Valor: O PT terá um papel maior do que no governo passado?
Maia: O PT é o partido da presidente, então terá uma responsabilidade maior para tentar construir os acordos para a votação das matérias de interesse dos governos. Mas obviamente que a construção do governo Dilma olha para dentro do Congresso tentando compor maioria capaz de lhe garantir a tranquilidade que ela necessita para a votação das matérias de interesse do governo. Dilma sai desse processo muito fortalecida dentro da Câmara e com uma boa base de sustentação aqui.
Valor: O senhor é do mesmo Estado que a presidente. Vocês sempre estiveram no mesmo grupo político no Rio Grande do Sul?
Maia: Esse é um assunto que já saiu na imprensa de tudo um pouco. Em 2002, quando o PT resolveu realizar uma prévia para definir quem é que ia ser candidato a governador, o Tarso Genro resolveu disputar com o Olívio Dutra. Eu fiquei com o Olívio, pois era secretário dele. A Dilma também ficou com o Olívio, pois também participou do governo como secretária de Minas e Energia. Ela havia se filiado ao PT dois anos antes, quando seu partido anterior, o PDT, deixou o governo. Depois, em 2006, o Olívio foi candidato de consenso do partido. Todos o apoiaram. Mas em 2008 estivemos em lados opostos. Na prévia para a disputa municipal, as principais lideranças – Tarso, Olívio, Dilma – apoiaram o Miguel Rossetto. Eu apoiei a Maria do Rosário.
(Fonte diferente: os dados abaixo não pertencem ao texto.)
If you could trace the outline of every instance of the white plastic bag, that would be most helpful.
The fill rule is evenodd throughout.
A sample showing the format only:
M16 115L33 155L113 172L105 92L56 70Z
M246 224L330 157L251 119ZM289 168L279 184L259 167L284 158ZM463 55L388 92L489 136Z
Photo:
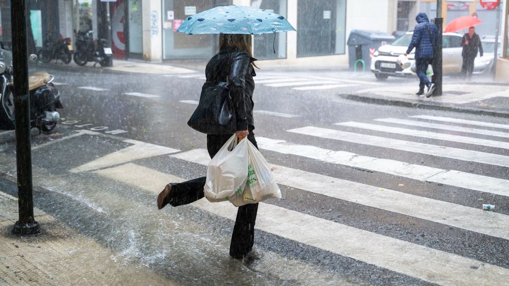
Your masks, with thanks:
M236 192L230 197L230 202L240 207L268 198L281 198L281 190L276 184L270 166L258 149L251 142L246 141L249 157L246 187L243 192Z
M415 67L415 62L412 64L412 67L410 68L410 71L414 75L417 75L417 68ZM433 76L435 74L433 73L433 67L431 65L428 65L428 69L426 70L426 75L428 76Z
M204 187L210 202L228 201L235 192L242 192L247 179L247 140L237 144L233 134L209 163Z

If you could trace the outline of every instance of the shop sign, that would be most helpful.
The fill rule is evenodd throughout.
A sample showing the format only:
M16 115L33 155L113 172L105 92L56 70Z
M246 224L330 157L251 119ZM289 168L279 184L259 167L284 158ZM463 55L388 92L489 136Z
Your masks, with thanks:
M500 4L500 0L480 0L479 3L483 8L488 10L492 10L497 8L498 4Z
M173 20L173 32L177 32L177 30L182 24L182 19L176 19Z
M470 9L468 4L465 2L457 2L447 4L447 11L469 11Z
M196 6L184 6L184 15L189 16L196 13Z

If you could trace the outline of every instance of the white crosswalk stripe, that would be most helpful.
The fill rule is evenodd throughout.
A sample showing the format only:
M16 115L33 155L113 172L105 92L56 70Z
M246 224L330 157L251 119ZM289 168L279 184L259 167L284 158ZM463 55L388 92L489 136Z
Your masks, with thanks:
M364 144L402 150L413 153L437 156L466 161L477 162L503 167L509 167L509 156L496 154L481 152L474 150L460 149L438 145L425 144L418 142L404 141L397 139L363 134L347 132L333 129L308 126L288 130L289 132L328 138L358 144Z
M439 116L430 116L428 115L417 115L415 116L411 116L410 117L412 118L418 118L420 119L427 119L429 120L442 121L443 122L448 122L450 123L460 123L461 124L468 124L469 125L475 125L477 126L483 126L485 127L492 127L494 128L509 129L509 124L500 124L498 123L492 123L491 122L467 120L459 118L450 118L448 117L441 117Z
M381 119L375 119L375 120L376 121L380 121L381 122L394 123L395 124L402 124L404 125L409 125L410 126L418 126L419 127L425 127L427 128L433 128L459 132L487 135L488 136L493 136L495 137L509 138L509 133L507 132L470 128L462 126L451 126L450 125L447 125L445 124L437 124L436 123L430 123L429 122L415 121L413 120L407 120L406 119L400 119L398 118L383 118Z
M391 127L390 126L370 124L369 123L363 123L361 122L342 122L340 123L335 123L335 124L342 126L355 127L357 128L361 128L375 131L414 136L415 137L429 138L431 139L436 139L438 140L452 141L460 143L473 144L474 145L481 145L483 146L487 146L488 147L494 147L496 148L509 149L509 142L502 142L500 141L495 141L493 140L487 140L485 139L472 138L457 135L435 133L415 129Z

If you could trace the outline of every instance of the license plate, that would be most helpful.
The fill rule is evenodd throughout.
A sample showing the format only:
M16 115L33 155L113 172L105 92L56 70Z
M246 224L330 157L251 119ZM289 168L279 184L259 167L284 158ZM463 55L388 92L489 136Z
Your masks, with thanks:
M388 69L395 69L396 68L396 64L392 64L391 63L381 63L380 67L387 68Z

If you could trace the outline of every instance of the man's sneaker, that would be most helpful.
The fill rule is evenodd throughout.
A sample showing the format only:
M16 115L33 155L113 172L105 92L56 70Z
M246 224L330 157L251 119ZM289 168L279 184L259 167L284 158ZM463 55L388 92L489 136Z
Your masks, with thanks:
M431 95L433 94L433 92L435 91L435 83L430 83L430 85L428 86L428 92L426 93L426 97L430 97Z

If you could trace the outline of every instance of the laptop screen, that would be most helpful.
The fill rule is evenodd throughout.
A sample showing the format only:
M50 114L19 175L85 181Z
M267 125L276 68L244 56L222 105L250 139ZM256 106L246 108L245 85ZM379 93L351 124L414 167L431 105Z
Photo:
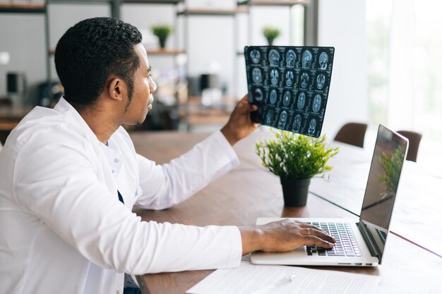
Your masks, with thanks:
M376 243L380 259L407 146L406 138L379 125L360 220Z

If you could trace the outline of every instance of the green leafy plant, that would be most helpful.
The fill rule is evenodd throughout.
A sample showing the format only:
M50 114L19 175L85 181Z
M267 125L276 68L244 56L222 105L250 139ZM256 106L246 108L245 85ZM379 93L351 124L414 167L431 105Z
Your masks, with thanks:
M265 39L267 39L267 42L269 45L272 45L273 44L273 40L279 37L280 30L276 27L263 27L263 35Z
M274 130L275 140L256 142L256 154L263 166L283 180L306 179L325 176L333 166L327 161L339 152L329 148L325 136L316 139L285 130Z
M383 193L383 197L398 188L403 161L404 153L400 147L396 149L391 156L382 152L382 155L379 157L379 163L386 173L384 175L378 176L379 181L386 185L386 192Z
M167 37L172 32L172 28L169 25L157 25L152 27L152 32L158 37L160 46L164 48L166 44Z

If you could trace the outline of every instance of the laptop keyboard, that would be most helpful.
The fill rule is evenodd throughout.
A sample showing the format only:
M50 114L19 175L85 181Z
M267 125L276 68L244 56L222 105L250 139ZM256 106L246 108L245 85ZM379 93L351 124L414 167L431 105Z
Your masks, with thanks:
M307 246L307 253L319 256L348 256L359 257L361 250L356 242L350 223L308 223L321 228L336 240L331 249Z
Valor: Mas qual a sua relação com ela?
Maia: Nunca teve tensão minha com a Dilma. Nós trabalhamos juntos no governo do Olívio. De 2002 pra cá, nós não trabalhamos em nenhum outro momento juntos, a não ser quando eu fui presidente da Trensurb e ela era ministra de Minas e Energia. Mas uma coisa não tinha a ver com a outra. Nunca nos cruzamos. Voltei a ter contato com a Dilma agora quando ela estava na Casa Civil e eu deputado. Nosso contato sempre foi o mais tranquilo, sem nenhum problema."